Key Accessory Exercises for Each Primary Lift
For Squats:
- Lunges: Target the quads, hamstrings, and glutes, improving balance and unilateral strength.
- Leg Press: Allows for heavy loading of the quads and glutes without the same spinal loading as squats.
- Glute Bridges: Focus on glute strength, essential for powerful squat performance.
For Bench Press:
- Dumbbell Flyes: Isolate the chest muscles, increasing chest strength and hypertrophy.
- Tricep Dips: Strengthen the triceps, crucial for the lockout phase of the bench press.
- Face Pulls: Enhance shoulder stability and health by targeting the rear deltoids and upper back.
For Deadlifts:
- Romanian Deadlifts: Focus on the hamstrings and glutes, improving posterior chain strength.
- Good Mornings: Strengthen the lower back, glutes, and hamstrings, aiding in deadlift performance.
- Kettlebell Swings: Enhance hip power and conditioning, benefiting the explosive nature of the deadlift.
Integrating Accessory Exercises into Your Program
1. Balance and Volume: Incorporate accessory exercises in a balanced manner to ensure that all muscle groups are adequately targeted without overtraining. Typically, 2-4 accessory exercises per training session are sufficient.
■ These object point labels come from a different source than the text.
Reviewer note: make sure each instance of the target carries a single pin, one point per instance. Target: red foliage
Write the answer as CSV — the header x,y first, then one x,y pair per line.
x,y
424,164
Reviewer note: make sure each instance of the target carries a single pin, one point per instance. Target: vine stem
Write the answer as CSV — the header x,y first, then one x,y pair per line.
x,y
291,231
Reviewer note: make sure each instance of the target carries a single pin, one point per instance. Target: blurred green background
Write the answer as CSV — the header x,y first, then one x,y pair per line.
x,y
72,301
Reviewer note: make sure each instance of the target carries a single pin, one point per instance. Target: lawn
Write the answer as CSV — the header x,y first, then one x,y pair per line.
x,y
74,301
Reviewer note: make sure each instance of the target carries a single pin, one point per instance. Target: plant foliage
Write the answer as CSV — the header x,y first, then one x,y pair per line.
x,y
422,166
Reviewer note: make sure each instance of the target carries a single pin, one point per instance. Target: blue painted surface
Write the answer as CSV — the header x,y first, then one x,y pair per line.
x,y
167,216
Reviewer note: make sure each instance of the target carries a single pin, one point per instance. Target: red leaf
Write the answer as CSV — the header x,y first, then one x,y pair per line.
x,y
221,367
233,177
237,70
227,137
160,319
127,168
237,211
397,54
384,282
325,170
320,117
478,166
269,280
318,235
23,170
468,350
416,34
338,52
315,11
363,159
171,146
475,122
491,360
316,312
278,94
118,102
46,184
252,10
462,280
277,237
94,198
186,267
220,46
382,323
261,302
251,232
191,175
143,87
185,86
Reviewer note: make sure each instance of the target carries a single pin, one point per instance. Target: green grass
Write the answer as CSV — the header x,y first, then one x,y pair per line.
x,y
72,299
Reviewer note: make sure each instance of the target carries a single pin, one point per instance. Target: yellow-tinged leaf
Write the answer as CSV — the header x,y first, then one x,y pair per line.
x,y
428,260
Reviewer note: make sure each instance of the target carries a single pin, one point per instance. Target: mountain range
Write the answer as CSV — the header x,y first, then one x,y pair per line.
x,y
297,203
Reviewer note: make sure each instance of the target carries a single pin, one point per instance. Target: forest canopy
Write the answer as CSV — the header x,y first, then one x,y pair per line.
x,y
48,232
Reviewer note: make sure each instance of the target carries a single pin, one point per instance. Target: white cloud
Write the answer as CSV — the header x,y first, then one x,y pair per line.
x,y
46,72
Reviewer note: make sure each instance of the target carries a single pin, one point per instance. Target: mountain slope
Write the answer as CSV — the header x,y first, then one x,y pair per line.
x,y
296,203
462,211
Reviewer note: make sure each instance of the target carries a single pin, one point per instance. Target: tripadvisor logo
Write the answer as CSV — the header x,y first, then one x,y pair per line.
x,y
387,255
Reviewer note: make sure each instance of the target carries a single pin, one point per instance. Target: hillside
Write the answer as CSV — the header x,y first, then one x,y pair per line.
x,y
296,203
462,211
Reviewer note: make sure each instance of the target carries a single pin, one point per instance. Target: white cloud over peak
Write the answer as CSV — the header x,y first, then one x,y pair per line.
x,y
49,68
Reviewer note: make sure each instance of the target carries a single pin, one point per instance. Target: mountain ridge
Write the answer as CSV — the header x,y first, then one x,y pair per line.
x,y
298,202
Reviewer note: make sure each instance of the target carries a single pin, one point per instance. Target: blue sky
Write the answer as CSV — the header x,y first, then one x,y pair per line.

2. Rep Ranges and Intensity: Accessory exercises often use higher rep ranges (8-15 reps) and moderate weights to stimulate hypertrophy and endurance. This contrasts with the lower rep ranges and heavier weights of primary lifts.
3. Focus on Form: Proper form is crucial for maximizing the benefits of accessory exercises and preventing injuries. Start with lighter weights to master the technique before progressing to heavier loads.
4. Recovery and Adaptation: Allow for adequate recovery by varying the intensity and volume of accessory exercises. Incorporate deload weeks and listen to your body to avoid overtraining.
Example Training Session with Accessory Exercises
Day 1 (Squat Focus):
- Squat: 4 sets of 5 reps
- Lunges: 3 sets of 10 reps per leg
- Leg Press: 3 sets of 12 reps
- Glute Bridges: 3 sets of 15 reps
Day 2 (Bench Press Focus):
- Bench Press: 4 sets of 5 reps
- Dumbbell Flyes: 3 sets of 12 reps
- Tricep Dips: 3 sets of 10 reps
- Face Pulls: 3 sets of 15 reps
Day 3 (Deadlift Focus):
- Deadlift: 4 sets of 5 reps
- Romanian Deadlifts: 3 sets of 8 reps
- Good Mornings: 3 sets of 10 reps
- Kettlebell Swings: 3 sets of 20 reps
Conclusion
Accessory exercises are an indispensable part of any powerlifting program. They strengthen the smaller, supporting muscles that are crucial for the primary lifts, enhance overall muscle balance, and help prevent injuries. By integrating these exercises into your routine, you can improve your performance, achieve better results, and ensure a sustainable and injury-free lifting career. Embrace the power of accessory work to maximize your strength and powerlifting potential.